Massimiliano Allegri, coach of Napoli, and Aurelio De Laurentiis, owner of Napoli, attend a press conference for the new SSC Napoli head coach at Teatro di San Carlo on July 14, 2026 in Naples, Italy. (Photo by Ciro De Luca/NurPhoto) (Photo by Ciro De Luca / NurPhoto via AFP)
Il Napoli deve trovare risorse per non essere impiccato alla Champions
L’aziendalista Allegri incassa i primi complimenti. Come direbbe lui, il calcio è semplice: se vinci, vai in copertina; altrimenti finisci in panchina. Antonio Corbo su Repubblica Napoli scrive che Allegri sta restituendo al Napoli la normalità ma anche che al club mancano le plusvalenze. Gli affari veri. Gli ultimi furono Osimhen e Kvarastkhelia che – aggiungiamo noi – sono stati venduti male da De Laurentiis (ma lo sappiamo vendere non è la specialità del presidente, checché se ne dica).
Corbo ricorda che Manna è impegnato a piazzare esuberi che risalgono al disastro post terzo scudetto.

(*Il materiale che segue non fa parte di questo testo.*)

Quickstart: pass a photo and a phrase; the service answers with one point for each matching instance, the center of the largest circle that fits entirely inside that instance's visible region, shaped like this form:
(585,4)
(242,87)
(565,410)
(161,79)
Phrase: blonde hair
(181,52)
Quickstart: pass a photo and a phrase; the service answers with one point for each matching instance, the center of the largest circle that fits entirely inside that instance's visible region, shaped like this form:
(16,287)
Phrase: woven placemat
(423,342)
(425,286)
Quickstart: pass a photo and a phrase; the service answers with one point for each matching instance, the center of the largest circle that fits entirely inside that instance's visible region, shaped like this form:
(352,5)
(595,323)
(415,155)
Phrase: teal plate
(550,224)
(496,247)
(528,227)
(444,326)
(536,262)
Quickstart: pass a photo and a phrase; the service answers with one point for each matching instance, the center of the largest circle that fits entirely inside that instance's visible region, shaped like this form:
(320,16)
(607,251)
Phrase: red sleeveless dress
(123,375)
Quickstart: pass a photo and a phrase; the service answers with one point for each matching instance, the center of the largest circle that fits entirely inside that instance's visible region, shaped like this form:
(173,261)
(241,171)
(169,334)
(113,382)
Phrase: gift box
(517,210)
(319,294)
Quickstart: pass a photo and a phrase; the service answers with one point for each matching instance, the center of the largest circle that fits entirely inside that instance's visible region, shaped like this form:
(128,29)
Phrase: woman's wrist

“Manna è purtroppo impegnato nella svendita di tanti giocatori acquistati con estrema leggerezza. Accade quando un’azienda dimostra di non esserlo. Immaginate una esposizione in vetrina con Cajuste, Lindstrom, Cheddira, Mazzocchi. Una filiale di discount. Tutto riconducibile ai disastri del dopo scudetto 2023″.

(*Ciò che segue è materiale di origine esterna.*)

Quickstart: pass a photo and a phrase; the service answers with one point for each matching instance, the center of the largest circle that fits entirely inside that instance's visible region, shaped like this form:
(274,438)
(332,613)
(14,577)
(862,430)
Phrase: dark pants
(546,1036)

Corbo scrive che mancando le plusvalenze (21 per cento dei bilanci fino a due anni fa) occorre una nuova fonte da circa 100 milioni per evitare che il Napoli sia inchiodato alla qualificazione Champions. Non è favorevole al quasi trentenne Gabriel Jesus.
E conclude:
“Se recupera le capacità di scouting può tentare un grande colpo di mercato. (…) L’allenatore aziendalista c’è. A che punto è l’azienda Napoli?”